The AI models developed in this study have limitations in detecting various dental implant systems and different diameters and lengths. However, this research went beyond previous studies that focused on classifying implant systems and aimed to provide more detailed information about dental implants from periapical radiographs. By further advancing this approach, it has the potential to efficiently manage patients with dental implants in a clinical setting and offer an objective metric reference for dental radiograph interpretation.

Conclusion

Automatic classification of the size of bone level implants can be achieved through DL and clustering. The performances of two AI models were improved through the tuning process. DL involves obtaining features through a training process with transfer learning and fine-tuning. On the other hand, the clustering model was developed by selecting an appropriate feature using three key points and tuning the weight of the feature vector. As a result, they can improve the efficiency and accuracy of implant assessment, assist dental professionals in making informed decisions, and enhance patient outcomes in dental implant treatments.

Materials and methods

Ethics

The Institutional Review Board (IRB) of Yonsei University Dental Hospital approved this study (Approval number: 2-2022-0067). The IRB of Yonsei University Dental Hospital waived the requirement to obtain individual informed consent, so no participants were provided written or verbal informed consent since this study had a noninterventional retrospective design, and all data were evaluated anonymously. All methods in this study were performed in accordance with the relevant guidelines and regulations.

Data acquisition and data splitting

This study focused on the Straumann bone level implant (Institut Straumann, Basel, Switzerland). Periapical radiographs of Straumann bone level implants were included based on the inclusion criteria, which allowed for verification of diameter and length from the electronic medical records of dental implant first surgery. To replicate diverse clinical scenarios, the included periapical radiographs contained loaded implants, implants with healing abutments, and implants with cover screws. Cases, where dental implant images exhibited significant blurring or distortion due to movement during imaging or unusual imaging angles, were excluded from the study. We collected 927 periapical radiographs obtained from 874 patients aged 19–85 who underwent periapical radiography using the paralleling technique with 60 kVp, 7 mA, and 0.08–0.1 s between 2005 and 2022.

All periapical radiographs were cropped to display one dental implant per image. After cropping 927 periapical radiographs, 1320 images containing bone level implants were obtained (Fig. 1a). Each image was annotated with a four-digit number representing the dental implant's diameter and length, with the first two digits corresponding to the diameter and the last two corresponding to the length. A board-certified prosthodontist performed the process. Subsequently, cropped images underwent a thorough verification process. This involved cross-referencing each image with the corresponding electronic medical record entry.
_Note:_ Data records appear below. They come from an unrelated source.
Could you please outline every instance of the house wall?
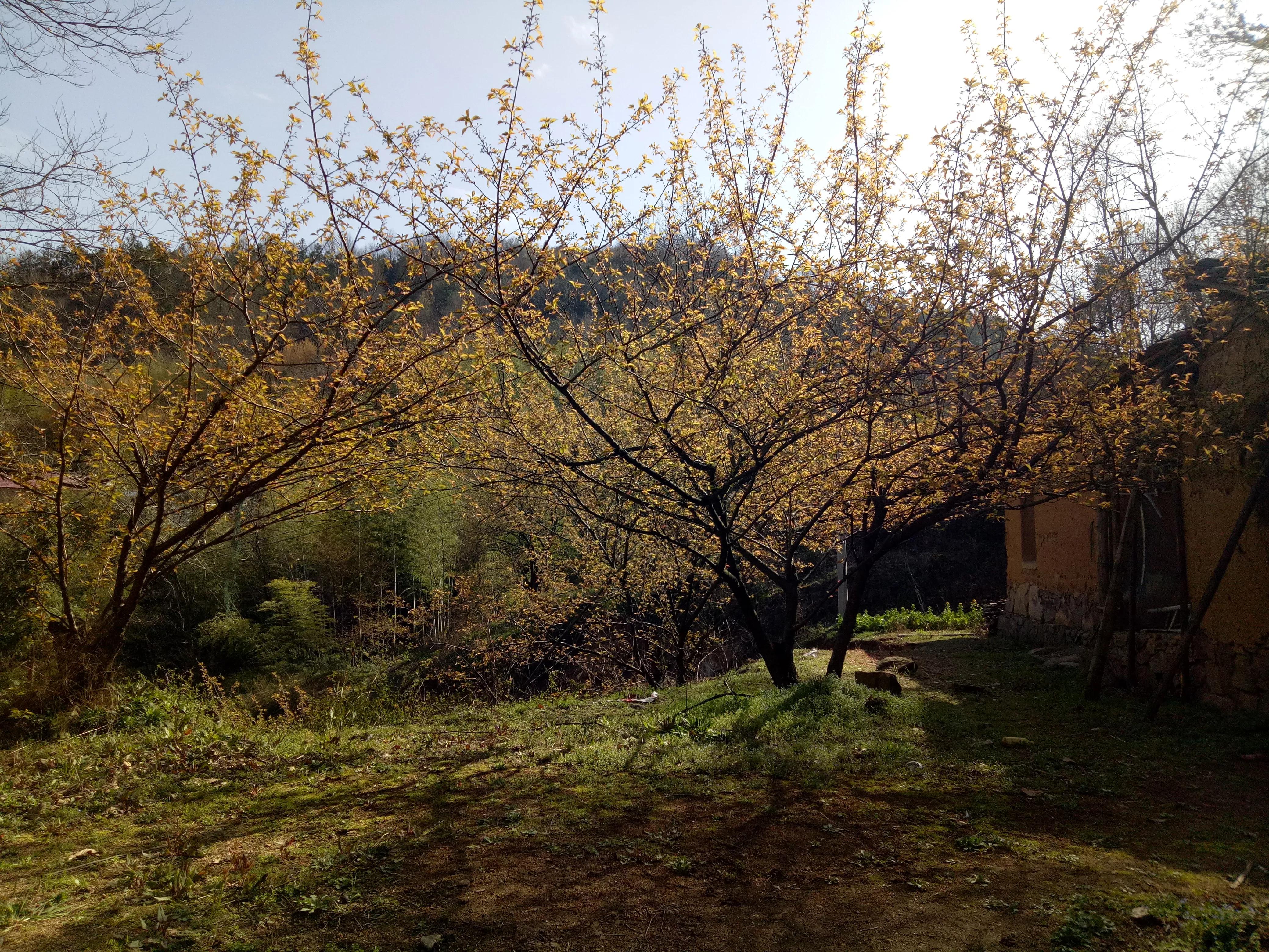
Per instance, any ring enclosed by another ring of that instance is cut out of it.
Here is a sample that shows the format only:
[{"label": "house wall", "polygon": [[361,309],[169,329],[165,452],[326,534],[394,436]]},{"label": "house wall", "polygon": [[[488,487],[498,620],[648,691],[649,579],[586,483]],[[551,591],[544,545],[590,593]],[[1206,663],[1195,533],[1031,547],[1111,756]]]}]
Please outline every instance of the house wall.
[{"label": "house wall", "polygon": [[1006,599],[999,631],[1037,645],[1080,644],[1096,630],[1096,510],[1071,499],[1033,508],[1036,561],[1023,561],[1019,510],[1005,513]]},{"label": "house wall", "polygon": [[[1249,484],[1232,473],[1184,484],[1185,550],[1190,602],[1207,588]],[[1269,506],[1251,518],[1203,618],[1190,654],[1193,697],[1226,711],[1269,712]],[[1074,500],[1036,506],[1036,562],[1022,560],[1022,517],[1005,517],[1009,597],[999,631],[1034,645],[1085,645],[1100,619],[1099,557],[1104,545],[1096,509]],[[1136,683],[1162,678],[1179,632],[1137,635]],[[1128,636],[1115,632],[1107,674],[1127,680]]]}]

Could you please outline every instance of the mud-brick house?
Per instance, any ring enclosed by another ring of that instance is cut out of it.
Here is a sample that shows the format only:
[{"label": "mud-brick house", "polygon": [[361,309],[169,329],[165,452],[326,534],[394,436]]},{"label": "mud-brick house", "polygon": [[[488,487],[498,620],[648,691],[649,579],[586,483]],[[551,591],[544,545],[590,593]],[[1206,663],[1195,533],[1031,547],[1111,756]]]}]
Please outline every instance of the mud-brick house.
[{"label": "mud-brick house", "polygon": [[[1195,393],[1240,392],[1244,420],[1250,415],[1253,424],[1263,424],[1269,405],[1269,331],[1263,317],[1206,345],[1198,360],[1184,344],[1185,335],[1176,335],[1146,357],[1156,366],[1190,360]],[[1226,459],[1143,494],[1124,536],[1128,578],[1121,589],[1109,678],[1145,689],[1159,683],[1190,603],[1207,586],[1247,500],[1247,470],[1259,465]],[[1091,500],[1058,499],[1006,513],[1001,635],[1034,645],[1091,641],[1107,600],[1126,503],[1123,496],[1110,510]],[[1269,713],[1269,500],[1260,500],[1241,537],[1203,618],[1180,689],[1226,711]]]}]

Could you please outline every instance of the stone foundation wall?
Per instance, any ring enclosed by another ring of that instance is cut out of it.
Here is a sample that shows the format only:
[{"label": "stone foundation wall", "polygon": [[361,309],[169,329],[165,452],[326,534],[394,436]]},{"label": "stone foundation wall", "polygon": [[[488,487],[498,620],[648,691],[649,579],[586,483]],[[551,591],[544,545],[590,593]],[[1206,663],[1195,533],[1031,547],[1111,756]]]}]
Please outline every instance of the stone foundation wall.
[{"label": "stone foundation wall", "polygon": [[[1009,593],[996,623],[1004,637],[1028,645],[1088,647],[1096,633],[1100,605],[1080,593],[1044,592],[1033,584]],[[1136,683],[1143,692],[1162,680],[1180,644],[1176,631],[1137,632]],[[1107,661],[1108,683],[1128,684],[1128,632],[1117,631]],[[1190,647],[1190,696],[1222,711],[1269,713],[1269,644],[1255,647],[1216,641],[1199,632]]]}]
Initially, the process encompassed labeling to ascertain the number of threads, the characteristic appearance of the implant apex, as well as the proportional representation of diameter and length on the image itself. This comprehensive approach ensured the refinement of erroneously annotated data. The resulting process yielded a meticulously curated ground truth dataset. For the DL process, to prevent class imbalance, the validation dataset and testing dataset were structured with an equal distribution of 20 data points per class, while the remaining data was designated as the training dataset. The entire 1320 images were divided into 960 images for training, 180 images for validation, and 180 images for testing (Supplementary Table S1). For the clustering process, the entire 1320 images were divided into 1140 images for training and 180 images for testing (Supplementary Table S2). The testing dataset used for the performance evaluation of both AI models consisted of the same set of 180 images. The study was conducted according to the checklist regarding AI in dental research³¹.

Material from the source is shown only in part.